The Act protects wage earners by establishing specific rights under law that an Illinois employer cannot transgress. Think you know what your employer isn’t allowed to do? Hmm, did you know 820 ILCS 115 says…

…Your employer cannot withhold or deduct wages for any reason (other than a court order or a benefits package) without your prior written consent?

…Your employer cannot fail to pay you at least twice a month on a payday specified in advance?

…Your final earned paycheck cannot be reduced for any reason, including damaged or unreturned property?

…You have a right to receive your final paycheck by mail postmarked no later than the payday following your separation?

Or my personal favorite…the deposit of a paycheck from which funds have been illegally withheld cannot be interpreted to mean that you consented to such a withholding?

What happens if your employer, er, disagrees with your rights under 820 ILCS 115? Well, for starters you can file a Wage Claim with IDoL’s Fair Labor Standards Office. If your employer balks at the IDoL investigator who calls them, they can find themselves sitting across a table from you at an arbitration hearing…or defending themselves in court for a variety of misdemeanors and possibly higher charges.

Beyond workers, there are many employers out there who are not aware of these requirements. In this writer’s experience, far too many of these employers operate fly-by-night, nonprofit community language schools in the Mexican newcomer community in Chicago. Being a community organization or a small nonprofit is no shield from the necessity to follow state labor law. But some such organizations bank on the fact that their employees will either be too committed to the mission, or too uninformed about their labor rights, to complain. I have even seen this come down to the highly illegal requirement of enforcement of “volunteer” work in order to be paid at a community language school currently operating in Humboldt Park.

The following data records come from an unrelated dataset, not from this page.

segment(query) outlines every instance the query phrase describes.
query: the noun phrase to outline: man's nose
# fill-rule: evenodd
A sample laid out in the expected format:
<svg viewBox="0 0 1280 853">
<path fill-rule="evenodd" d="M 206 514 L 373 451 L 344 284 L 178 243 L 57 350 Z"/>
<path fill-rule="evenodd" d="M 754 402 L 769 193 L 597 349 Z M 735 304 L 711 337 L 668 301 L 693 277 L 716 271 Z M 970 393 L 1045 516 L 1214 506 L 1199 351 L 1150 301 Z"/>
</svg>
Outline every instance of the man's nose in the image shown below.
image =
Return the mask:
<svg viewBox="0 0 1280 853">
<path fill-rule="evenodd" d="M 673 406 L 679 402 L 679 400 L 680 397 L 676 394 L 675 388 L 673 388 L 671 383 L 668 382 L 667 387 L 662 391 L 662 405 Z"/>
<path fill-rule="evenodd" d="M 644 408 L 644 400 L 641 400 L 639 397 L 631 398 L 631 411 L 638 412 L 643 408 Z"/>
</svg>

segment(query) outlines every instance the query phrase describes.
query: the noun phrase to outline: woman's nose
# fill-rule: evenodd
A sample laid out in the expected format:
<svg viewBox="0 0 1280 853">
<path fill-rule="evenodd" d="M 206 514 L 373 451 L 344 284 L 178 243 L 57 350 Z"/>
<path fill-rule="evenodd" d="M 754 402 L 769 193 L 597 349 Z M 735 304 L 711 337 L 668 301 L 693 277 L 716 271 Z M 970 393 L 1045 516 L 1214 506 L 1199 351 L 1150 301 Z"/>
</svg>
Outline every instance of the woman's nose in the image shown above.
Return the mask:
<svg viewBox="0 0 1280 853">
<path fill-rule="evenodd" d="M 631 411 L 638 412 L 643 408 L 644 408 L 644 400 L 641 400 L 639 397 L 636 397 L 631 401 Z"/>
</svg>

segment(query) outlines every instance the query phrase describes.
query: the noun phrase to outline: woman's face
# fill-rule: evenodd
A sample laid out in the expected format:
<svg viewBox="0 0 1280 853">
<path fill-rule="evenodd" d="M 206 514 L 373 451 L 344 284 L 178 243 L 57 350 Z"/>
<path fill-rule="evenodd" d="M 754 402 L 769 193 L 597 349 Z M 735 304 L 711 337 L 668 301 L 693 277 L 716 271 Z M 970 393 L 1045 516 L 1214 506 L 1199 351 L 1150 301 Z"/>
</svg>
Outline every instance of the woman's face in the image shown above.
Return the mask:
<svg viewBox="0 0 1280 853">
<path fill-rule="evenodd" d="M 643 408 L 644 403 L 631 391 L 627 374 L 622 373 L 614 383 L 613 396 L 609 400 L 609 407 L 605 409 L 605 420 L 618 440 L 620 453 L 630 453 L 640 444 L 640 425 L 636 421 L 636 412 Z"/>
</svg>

Employers who try to get over on their employees are doing their employees a disservice–and courting legal action, of course. But community institutions that try to graft their workers out of rightfully earned pay in order to, say, generate a float in case a hoped-for grant doesn’t arrive on time to meet the payroll, or who attempt to coerce their staff to do work for which neither were they hired nor will they be justly compensated, well that just brings down the community. That brings down us all.

There are many staunchly ethical nonprofits out there (not the least of which the wonderful urban land trust for which I happily toil by day), fulfilling community-minded missions and working to better the world in which we all must live. But when a professed community institution decides ethics are optional, that’s when real damage is done. Employees lose faith. The people served lose faith. And someone has to speak up.

And sometimes, you have to rely on 820 ILCS 115. Most especially if you work for a nonprofit ESL school serving Chicago’s Mexican community.